Poon Mah: Great. Congrats on the quarter. A lot of ground already covered. So just some follow-up questions, mostly on gross margin. So I believe you said the gross margins in 2022 were 57% and then the guide for ’23 is about around that range. Just trying to reconcile that because given you’re going to be launching kind of 11 kits. The 9600, I believe, has a better gross margin profile.
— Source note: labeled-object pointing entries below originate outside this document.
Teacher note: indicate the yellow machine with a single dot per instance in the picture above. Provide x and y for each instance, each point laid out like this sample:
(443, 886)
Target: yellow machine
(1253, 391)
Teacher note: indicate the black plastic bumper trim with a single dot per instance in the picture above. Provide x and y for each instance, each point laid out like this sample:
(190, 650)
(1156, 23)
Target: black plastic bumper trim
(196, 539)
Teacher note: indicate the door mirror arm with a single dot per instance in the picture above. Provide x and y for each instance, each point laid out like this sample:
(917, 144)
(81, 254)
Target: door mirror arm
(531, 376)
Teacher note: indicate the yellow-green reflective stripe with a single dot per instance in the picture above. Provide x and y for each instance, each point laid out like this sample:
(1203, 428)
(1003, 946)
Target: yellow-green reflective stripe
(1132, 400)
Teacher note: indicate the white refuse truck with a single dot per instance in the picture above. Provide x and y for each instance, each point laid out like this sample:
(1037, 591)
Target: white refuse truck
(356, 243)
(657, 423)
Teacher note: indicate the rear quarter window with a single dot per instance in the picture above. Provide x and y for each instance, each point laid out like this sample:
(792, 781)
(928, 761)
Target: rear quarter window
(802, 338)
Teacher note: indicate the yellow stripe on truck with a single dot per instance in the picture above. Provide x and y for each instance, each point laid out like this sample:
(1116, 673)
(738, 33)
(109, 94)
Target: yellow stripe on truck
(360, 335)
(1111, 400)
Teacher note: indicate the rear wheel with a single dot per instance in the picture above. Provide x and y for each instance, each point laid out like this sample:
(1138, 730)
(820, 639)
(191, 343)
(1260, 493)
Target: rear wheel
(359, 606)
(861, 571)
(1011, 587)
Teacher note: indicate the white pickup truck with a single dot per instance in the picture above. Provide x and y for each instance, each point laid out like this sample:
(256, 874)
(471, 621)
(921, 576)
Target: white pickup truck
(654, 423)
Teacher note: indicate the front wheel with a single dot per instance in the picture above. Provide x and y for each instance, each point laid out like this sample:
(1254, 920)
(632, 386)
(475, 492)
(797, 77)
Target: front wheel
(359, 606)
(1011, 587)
Just trying to understand the gross margin guide for 2023. Is that just being conservative on your part?
Todd Nelson: Well, I think part of it is just related to the timing of the ramp-up for the internal oligo production, which will predominantly have — it’s linear. But I think from a production perspective, let’s say it’s linear with respect to getting the systems up and going but nonlinear with respect to capacity and uptime and things like that, so more of an emphasis on gross margin accretion later in the year from the oligo in-sourcing initiatives. And then I think on the mix, we said like mid- to high 50s. And I think that is generally good place for us to be right now. I wouldn’t say it’s necessarily inconsistent. We’re ramping up the sale of the 9600. And yes, that has a higher price point. We need to see how the mix between the 9600 and the 3250 works out.
Our anticipation is that because it has higher margins, any contribution from that will be accretive to where we’re at. And then on the kits, 11 kits throughout the year. But again, from a cadence perspective, a lot of them will be in the second half. Now that is all good stuff and headed in the right direction from a margin perspective. That’s also offset slightly at the same time by a very rapidly growing gene synthesis business from our de novo kits, which has generally a lower gross margin. So as the company works to operationalize these systems for our own internal oligo production to accrete to gross margin, launches new kits throughout the course of the year. We’re also — we need to recognize that we’ve got a very rapidly growing business.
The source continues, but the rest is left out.